Tobin fit demi-tour et laissa tomber un sac de toile crasseux dans les mains de Ki. Et ce simple mouvement les mit face à face pour la première fois depuis que Tobin avait fait sa réapparition dans la chambre.

Le regard de Ki se plongea dans ces yeux noirs et fixes, et il se mit à trembler de tous ses membres. Ce n’était pas Tobin qu’il avait devant lui.

« Frère ? »

En l’espace de moins d’un clin d’œil, l’autre se dressa à quelques pouces à peine en face de lui. Les traits de l’esprit lui rappelèrent un masque … , le masque que quelque artiste des plus maladroit aurait tenté de modeler d’après le visage de Tobin, mais en oubliant d’y mettre la moindre gentillesse ou la moindre chaleur. Ki songea brusquement au cadavre de sa propre mère gisant gelée dans le grenier tant d’années plus tôt; il avait alors repoussé la couverture qui l’enveloppait pour contempler sa figure et avait vainement essayé d’y retrouver la présence aimante qu’il avait connue. Et c’était pareil, maintenant, il cherchait vainement Tobin sur la figure du démon.

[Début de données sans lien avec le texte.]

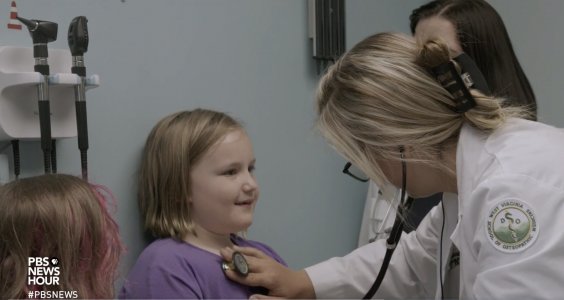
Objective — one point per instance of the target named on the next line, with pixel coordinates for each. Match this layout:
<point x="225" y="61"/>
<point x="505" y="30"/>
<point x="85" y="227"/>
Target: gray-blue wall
<point x="252" y="59"/>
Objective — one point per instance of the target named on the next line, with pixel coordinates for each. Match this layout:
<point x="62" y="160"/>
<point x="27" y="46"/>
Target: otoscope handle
<point x="81" y="125"/>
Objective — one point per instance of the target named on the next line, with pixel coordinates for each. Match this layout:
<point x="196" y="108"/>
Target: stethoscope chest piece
<point x="238" y="264"/>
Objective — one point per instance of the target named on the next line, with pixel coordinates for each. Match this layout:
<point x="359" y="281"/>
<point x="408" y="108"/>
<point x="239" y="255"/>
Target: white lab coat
<point x="523" y="163"/>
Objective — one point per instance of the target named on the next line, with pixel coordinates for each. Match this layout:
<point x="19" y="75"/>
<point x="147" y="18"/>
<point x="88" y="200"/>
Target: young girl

En dépit de sa peur, il parvint à recouvrer la voix. « C’est toi, Frère, hein ? »

L’esprit acquiesça d’un signe, et quelque chose comme un sourire fit trembloter ses lèvres fines. L’effet n’était pas des plus agréable.

« Où est Tobin ? »

Frère indiqua le sac. Sa bouche ne remua pas, mais Ki perçut un murmure aussi ténu que le vague souffle du vent sur un lac gelé. Il va chez Lhel. Va vite lui apporter ça !

Et sur ce, Frère s’évapora, laissant Ki seul au sein des ombres qui s’allongeaient démesurément, seul avec un sac de toile crasseux qui contenait quelque chose.

Lhel ? Tobin était retourné au fort ? Mais pourquoi ? pourquoi ? Et pourquoi était-il parti sans lui ? Les doigts de Ki rencontrèrent le cheval sculpté qu’il portait au cou, tandis qu’il refoulait de son mieux les sentiments blessants que suscitaient des questions pareilles. Si Tobin était parti sans lui, alors c’est que quelque chose ne tournait pas rond, quelque chose d’effroyable, et, si tel était le cas, sa place à lui était à ses côtés.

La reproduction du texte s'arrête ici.